ただし、周囲は変わらず「できないのはわからないからだ」と思っています。そのため、注意された時は周囲に「気をつけます」「注意します」と答える必要はあります。しかし、その時でも心の中では「わかっていてもできないんだよ」とつぶやいておきましょう。

・工夫を体感しよう

「わかっているけどできない」ことが自分の特徴だとわかったら、できないことに対して、具体的な工夫を行っていきましょう。カウンセリングなどで専門家からアドバイスを受けることも良いですが、本にはすぐに取り組める工夫が詰まっています。まずはここから、参考にしてみると良いでしょう。ちなみに以下の二冊は、職場でうまくいかない人に最初に勧める本です。
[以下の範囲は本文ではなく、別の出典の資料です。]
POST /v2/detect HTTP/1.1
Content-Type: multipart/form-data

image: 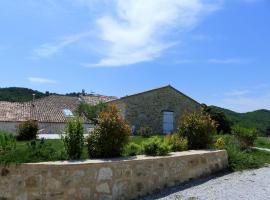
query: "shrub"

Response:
[233,126,258,149]
[17,120,38,140]
[63,117,84,159]
[214,137,225,149]
[0,132,16,155]
[87,106,131,158]
[203,105,233,134]
[27,139,66,162]
[164,134,188,152]
[178,112,216,149]
[124,143,141,156]
[142,137,169,156]
[138,126,153,137]
[75,102,109,124]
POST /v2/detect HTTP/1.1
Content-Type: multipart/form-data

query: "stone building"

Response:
[0,95,115,134]
[109,85,201,134]
[0,86,201,134]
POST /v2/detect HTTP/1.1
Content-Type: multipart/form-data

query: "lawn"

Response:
[217,135,270,171]
[0,136,164,163]
[0,135,270,171]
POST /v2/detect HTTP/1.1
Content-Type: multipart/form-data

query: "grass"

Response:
[255,137,270,149]
[218,135,270,171]
[0,136,166,164]
[0,135,270,171]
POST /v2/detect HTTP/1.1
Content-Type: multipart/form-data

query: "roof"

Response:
[80,95,117,105]
[109,85,200,104]
[0,101,30,122]
[0,95,116,123]
[31,95,80,122]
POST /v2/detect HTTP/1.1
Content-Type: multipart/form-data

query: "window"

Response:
[63,109,74,117]
[163,111,174,134]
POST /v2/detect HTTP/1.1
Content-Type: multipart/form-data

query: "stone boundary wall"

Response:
[0,150,228,200]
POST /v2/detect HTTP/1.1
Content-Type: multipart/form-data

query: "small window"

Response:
[63,109,74,117]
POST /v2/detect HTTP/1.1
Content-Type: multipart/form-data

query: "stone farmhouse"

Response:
[0,85,201,134]
[0,95,115,134]
[109,85,201,134]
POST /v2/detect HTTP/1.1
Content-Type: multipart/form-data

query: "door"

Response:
[163,111,174,134]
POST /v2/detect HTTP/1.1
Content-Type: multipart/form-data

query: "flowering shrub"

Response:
[63,117,84,159]
[87,106,131,158]
[164,134,188,152]
[0,132,16,155]
[214,138,225,149]
[17,120,38,140]
[138,126,153,137]
[178,112,216,149]
[142,137,169,156]
[233,126,258,149]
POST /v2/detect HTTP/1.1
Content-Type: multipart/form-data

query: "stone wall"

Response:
[111,86,201,133]
[0,151,228,200]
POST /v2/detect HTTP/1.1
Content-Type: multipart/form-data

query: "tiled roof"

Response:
[31,95,80,122]
[0,95,116,122]
[80,95,117,105]
[0,101,30,122]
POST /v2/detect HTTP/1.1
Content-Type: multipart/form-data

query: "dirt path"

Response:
[144,167,270,200]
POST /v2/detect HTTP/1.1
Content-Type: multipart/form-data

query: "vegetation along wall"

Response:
[0,151,228,200]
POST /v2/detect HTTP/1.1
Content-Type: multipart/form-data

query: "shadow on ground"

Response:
[138,170,231,200]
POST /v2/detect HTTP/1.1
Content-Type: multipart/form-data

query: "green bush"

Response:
[233,126,258,149]
[203,105,233,134]
[27,139,66,162]
[123,142,142,156]
[142,137,169,156]
[17,120,38,140]
[87,106,131,158]
[63,117,84,160]
[178,112,216,149]
[164,134,188,152]
[138,126,153,137]
[0,132,16,154]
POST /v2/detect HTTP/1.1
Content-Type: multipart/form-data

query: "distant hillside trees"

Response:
[0,87,46,102]
[203,104,233,133]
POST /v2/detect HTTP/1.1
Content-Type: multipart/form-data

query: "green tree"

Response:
[63,117,84,160]
[76,102,109,124]
[203,105,233,133]
[178,112,216,149]
[87,106,131,158]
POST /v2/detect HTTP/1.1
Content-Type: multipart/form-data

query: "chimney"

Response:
[32,94,36,107]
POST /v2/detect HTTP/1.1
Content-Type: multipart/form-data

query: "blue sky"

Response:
[0,0,270,112]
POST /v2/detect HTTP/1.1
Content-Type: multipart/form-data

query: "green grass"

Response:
[0,136,163,164]
[255,137,270,149]
[217,135,270,171]
[130,135,164,145]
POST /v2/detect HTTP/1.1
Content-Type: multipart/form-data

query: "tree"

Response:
[203,104,233,133]
[76,103,109,124]
[87,106,131,158]
[265,126,270,137]
[63,117,84,160]
[177,112,216,149]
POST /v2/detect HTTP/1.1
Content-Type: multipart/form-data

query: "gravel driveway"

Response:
[144,167,270,200]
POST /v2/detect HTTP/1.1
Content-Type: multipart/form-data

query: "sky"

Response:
[0,0,270,112]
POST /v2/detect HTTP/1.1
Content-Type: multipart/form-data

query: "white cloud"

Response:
[208,58,250,65]
[28,77,57,84]
[225,90,250,97]
[33,32,91,58]
[220,93,270,112]
[212,84,270,112]
[90,0,221,67]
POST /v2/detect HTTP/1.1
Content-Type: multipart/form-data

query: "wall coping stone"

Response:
[22,150,227,165]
ちょっとしたことでうまくいく 発達障害の人が上手に働くための本

発達障害の僕が「食える人」に変わった すごい仕事術

それぞれ専門家、当事者の立場から、職場で「わかっているけどできない」ことに対する工夫について書いてあります。まずはこれらの本の中で、自分が取り組めそうな工夫をはじめてみましょう。

・うまくいった工夫を重ねていこう

工夫をすることで、確実にできることは増えていきます。しかしながら、ADHDの人たちの「わかっていてもできない」という特徴は無くなりません。そのためどうしても、周囲の人がしないようなミスをしてしまって落ち込んだり、怒られてしまうことは出てきてしまいます。

しかしながら、工夫をしていくことで、以前の自分よりも確実にできることは増えていくはずです。自分なりにできるようになったことを確認していくと、少しづつ自信を持てるようになります。焦らずゆっくりと、やっていきましょう。